INTERVIEW FILE 023 枝優花 (映画監督)
自粛期間中にインスタライブで行われた、映画監督・枝優花さんとの公開マキタジャーナル。せっせと、槙田紗子さんが原稿にまとめてくださいました!2020年のある5月の日の記録としても、是非、お楽しみください。 ここから新しいこと、始めていきましょう!
槙田 なので今、改めて枝ちゃんに質問していくのがこっぱずかしいんだけど、質問していくね。
枝 はーい!
槙田 これはいろんなインタビューで聞かれまくって、答え尽くしたかもしれないですけど、映画監督を目指したきっかけを教えてください。

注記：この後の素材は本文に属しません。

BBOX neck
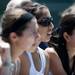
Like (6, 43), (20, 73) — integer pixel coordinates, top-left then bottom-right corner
(11, 45), (23, 61)
(67, 45), (75, 59)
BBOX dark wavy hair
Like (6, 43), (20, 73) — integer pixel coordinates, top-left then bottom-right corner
(48, 14), (75, 75)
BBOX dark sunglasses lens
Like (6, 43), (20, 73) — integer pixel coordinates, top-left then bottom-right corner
(39, 17), (53, 26)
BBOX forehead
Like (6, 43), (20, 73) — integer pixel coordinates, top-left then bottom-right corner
(28, 18), (38, 30)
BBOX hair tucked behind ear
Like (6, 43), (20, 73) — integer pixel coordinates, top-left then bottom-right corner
(1, 8), (32, 42)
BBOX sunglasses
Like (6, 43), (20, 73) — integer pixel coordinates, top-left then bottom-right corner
(38, 17), (53, 26)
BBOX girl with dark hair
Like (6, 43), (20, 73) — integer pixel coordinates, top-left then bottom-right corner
(0, 8), (40, 75)
(10, 2), (66, 75)
(49, 14), (75, 75)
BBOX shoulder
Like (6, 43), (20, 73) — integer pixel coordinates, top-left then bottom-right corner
(45, 47), (58, 56)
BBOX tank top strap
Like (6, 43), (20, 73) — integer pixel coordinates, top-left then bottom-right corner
(38, 47), (46, 73)
(27, 52), (34, 68)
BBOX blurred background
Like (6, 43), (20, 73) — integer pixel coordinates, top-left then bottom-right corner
(0, 0), (75, 27)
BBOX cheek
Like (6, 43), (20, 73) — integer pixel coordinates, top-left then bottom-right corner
(70, 36), (75, 47)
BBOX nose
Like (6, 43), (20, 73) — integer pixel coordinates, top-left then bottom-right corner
(50, 22), (54, 29)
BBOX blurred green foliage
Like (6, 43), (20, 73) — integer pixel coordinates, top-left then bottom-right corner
(0, 0), (75, 27)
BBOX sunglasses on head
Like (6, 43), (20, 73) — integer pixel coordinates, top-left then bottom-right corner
(38, 17), (53, 26)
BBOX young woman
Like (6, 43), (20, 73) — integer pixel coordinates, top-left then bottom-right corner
(49, 13), (75, 75)
(0, 8), (40, 75)
(10, 2), (66, 75)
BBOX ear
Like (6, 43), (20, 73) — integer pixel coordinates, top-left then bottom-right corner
(63, 32), (70, 42)
(9, 32), (18, 42)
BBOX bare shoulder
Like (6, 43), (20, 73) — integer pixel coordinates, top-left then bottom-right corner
(45, 47), (58, 57)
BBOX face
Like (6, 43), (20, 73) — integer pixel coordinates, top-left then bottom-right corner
(13, 18), (40, 52)
(39, 8), (54, 42)
(67, 29), (75, 48)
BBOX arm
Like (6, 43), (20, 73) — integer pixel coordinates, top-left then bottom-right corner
(46, 48), (67, 75)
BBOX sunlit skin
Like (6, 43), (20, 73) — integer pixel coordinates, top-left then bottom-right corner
(63, 29), (75, 68)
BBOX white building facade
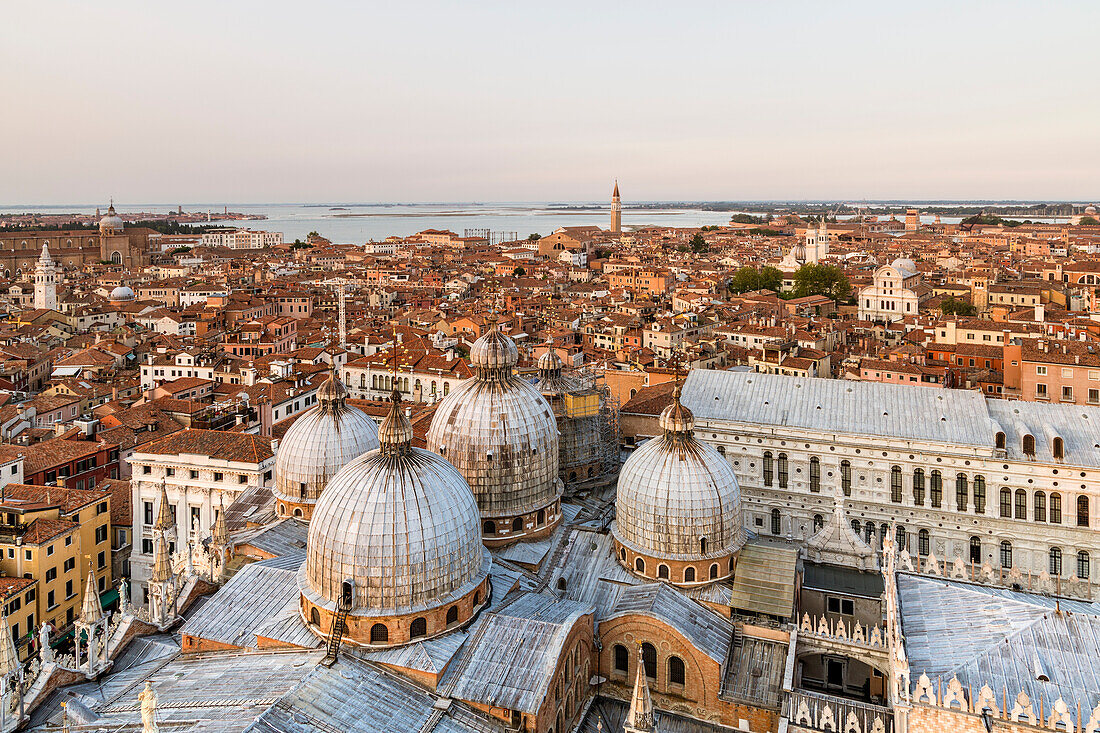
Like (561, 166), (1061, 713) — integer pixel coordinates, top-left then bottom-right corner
(858, 260), (932, 322)
(130, 430), (275, 604)
(683, 370), (1100, 580)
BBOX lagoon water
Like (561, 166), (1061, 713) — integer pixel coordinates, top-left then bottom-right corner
(0, 203), (732, 244)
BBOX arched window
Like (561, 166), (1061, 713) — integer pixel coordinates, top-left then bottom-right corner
(928, 470), (944, 508)
(613, 644), (630, 672)
(1023, 435), (1035, 458)
(669, 656), (684, 687)
(641, 642), (657, 679)
(1032, 491), (1046, 522)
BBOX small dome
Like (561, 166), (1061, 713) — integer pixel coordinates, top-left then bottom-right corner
(470, 317), (519, 374)
(111, 285), (135, 300)
(298, 395), (492, 620)
(428, 316), (562, 528)
(99, 203), (123, 234)
(275, 373), (378, 510)
(612, 386), (745, 560)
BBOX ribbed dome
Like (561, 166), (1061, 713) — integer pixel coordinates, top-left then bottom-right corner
(275, 373), (378, 502)
(428, 325), (561, 518)
(298, 401), (492, 616)
(111, 285), (134, 300)
(612, 386), (745, 560)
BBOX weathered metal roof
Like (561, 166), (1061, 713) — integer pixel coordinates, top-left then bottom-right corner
(607, 582), (734, 665)
(180, 551), (320, 648)
(248, 655), (505, 733)
(898, 573), (1100, 716)
(440, 593), (593, 713)
(729, 538), (799, 619)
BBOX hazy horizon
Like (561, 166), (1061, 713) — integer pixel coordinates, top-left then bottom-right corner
(0, 0), (1100, 206)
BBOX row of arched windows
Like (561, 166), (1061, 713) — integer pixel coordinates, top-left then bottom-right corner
(1000, 488), (1089, 527)
(613, 642), (688, 688)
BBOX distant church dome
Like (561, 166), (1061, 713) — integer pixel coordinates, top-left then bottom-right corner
(298, 392), (492, 646)
(274, 371), (378, 519)
(612, 385), (745, 586)
(428, 314), (563, 544)
(99, 201), (123, 234)
(111, 285), (136, 302)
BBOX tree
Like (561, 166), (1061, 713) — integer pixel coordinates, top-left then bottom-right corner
(794, 262), (851, 300)
(939, 295), (978, 316)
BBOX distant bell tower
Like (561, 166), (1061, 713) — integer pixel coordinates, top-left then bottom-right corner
(612, 179), (623, 234)
(34, 244), (61, 310)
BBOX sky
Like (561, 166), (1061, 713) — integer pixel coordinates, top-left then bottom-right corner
(0, 0), (1100, 206)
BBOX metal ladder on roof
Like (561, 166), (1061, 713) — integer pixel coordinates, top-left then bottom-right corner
(321, 608), (350, 667)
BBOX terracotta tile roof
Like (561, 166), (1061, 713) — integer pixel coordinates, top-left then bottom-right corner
(140, 429), (275, 463)
(23, 518), (80, 545)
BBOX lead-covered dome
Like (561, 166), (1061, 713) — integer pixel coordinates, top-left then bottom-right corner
(99, 203), (123, 234)
(298, 393), (492, 645)
(612, 385), (745, 583)
(428, 314), (562, 543)
(274, 370), (378, 512)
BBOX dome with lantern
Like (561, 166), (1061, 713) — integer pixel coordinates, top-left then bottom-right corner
(612, 384), (746, 586)
(273, 369), (378, 519)
(298, 392), (492, 646)
(428, 317), (563, 545)
(99, 201), (123, 236)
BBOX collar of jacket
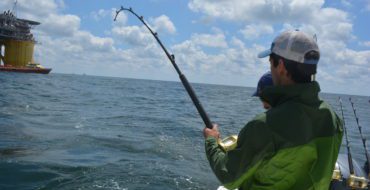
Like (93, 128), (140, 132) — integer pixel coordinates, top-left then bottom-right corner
(261, 81), (320, 107)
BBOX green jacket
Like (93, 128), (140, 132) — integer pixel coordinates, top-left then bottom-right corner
(205, 82), (343, 190)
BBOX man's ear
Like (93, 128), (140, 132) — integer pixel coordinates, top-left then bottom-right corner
(277, 59), (288, 76)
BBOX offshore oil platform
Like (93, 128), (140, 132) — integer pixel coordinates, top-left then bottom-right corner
(0, 5), (51, 74)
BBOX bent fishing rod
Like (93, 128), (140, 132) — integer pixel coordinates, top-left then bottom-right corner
(349, 98), (370, 178)
(339, 97), (355, 175)
(114, 6), (213, 129)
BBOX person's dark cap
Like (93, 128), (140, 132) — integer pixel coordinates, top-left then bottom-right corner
(252, 71), (273, 96)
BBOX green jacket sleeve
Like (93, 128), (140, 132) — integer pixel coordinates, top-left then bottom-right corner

枝 きっかけっていうか、あまり映画監督を目指したことがなくて。よく、インスタとかに映画監督になりたいけど、どうしたらいいですかって質問が来るんだけど、すごいなと思う。自分は映画監督になりたいって思ったことがなかったから。ていうか、映画監督っておじさんがやるものだと思ってた。
槙田 あはは(笑)ざっくり。
枝 女性の監督もいるって知ってたけど、そんな簡単になれるものじゃないし、そもそもなろうって思ってなかった。でも、映画が好きだったから、大学生になって早稲田の映画サークルに入って。そのときの新歓合宿で、1年生みんなで合同で映画を撮りますってなったのね。早稲田の映画サークルって自由で、何歳から入ってもよくて、私は25歳の日本映画大学の人が監督をやるチームに入って、とにかく映画に関われればよかったから、レフ板でも何でもやります、ぐらいなめっちゃ軽いノリでいたら、撮影の1週間前になって、その25歳の監督が消えて。
槙田 おお。
枝 脚本を持って消えてしまったから、撮影は1週間後だけど何もない状況になって、みんなで話し合ったの。作品をどう作ろう!って。でも、そこで私もそうだよなぁと思ったのが、ゼロから1を生み出す作業ってみんなでやるもんじゃないんだってこと。アイディアが出たところで、それを形にして面白くするのって結局誰か1人が身を削ってやらなきゃいけないことだから、みんなで話し合ってるうちにどんどんつまらないものが出来上がってて、イライラしてきたから「私、やります。」って。
槙田 へえ〜!
枝 それで監督をやったのがきっかけ。昔から、学級委員とかが決まらなくて、クラスが煮詰まってきたときに、その空気に耐えきれなくて、「やります。」って言っちゃうタイプ。
槙田 なるほどね。
枝 謎の、誰も期待してない責任感から監督をやったのがきっかけで。でも、やってみたらすごく楽しくて。それから映画を撮るようになった。だから、映画監督になりたいとは思ってなかったけど、映画に関わりたいと思ってたらこうなっちゃった。
槙田 面白いね。それもめぐり合わせだよ。今、思えばね。
枝 うん。だから、あの当時はその25歳の人をめちゃめちゃ恨んだけど、今はめちゃ感謝してる。あの人が逃げてなかったら、絶対にやってなかった。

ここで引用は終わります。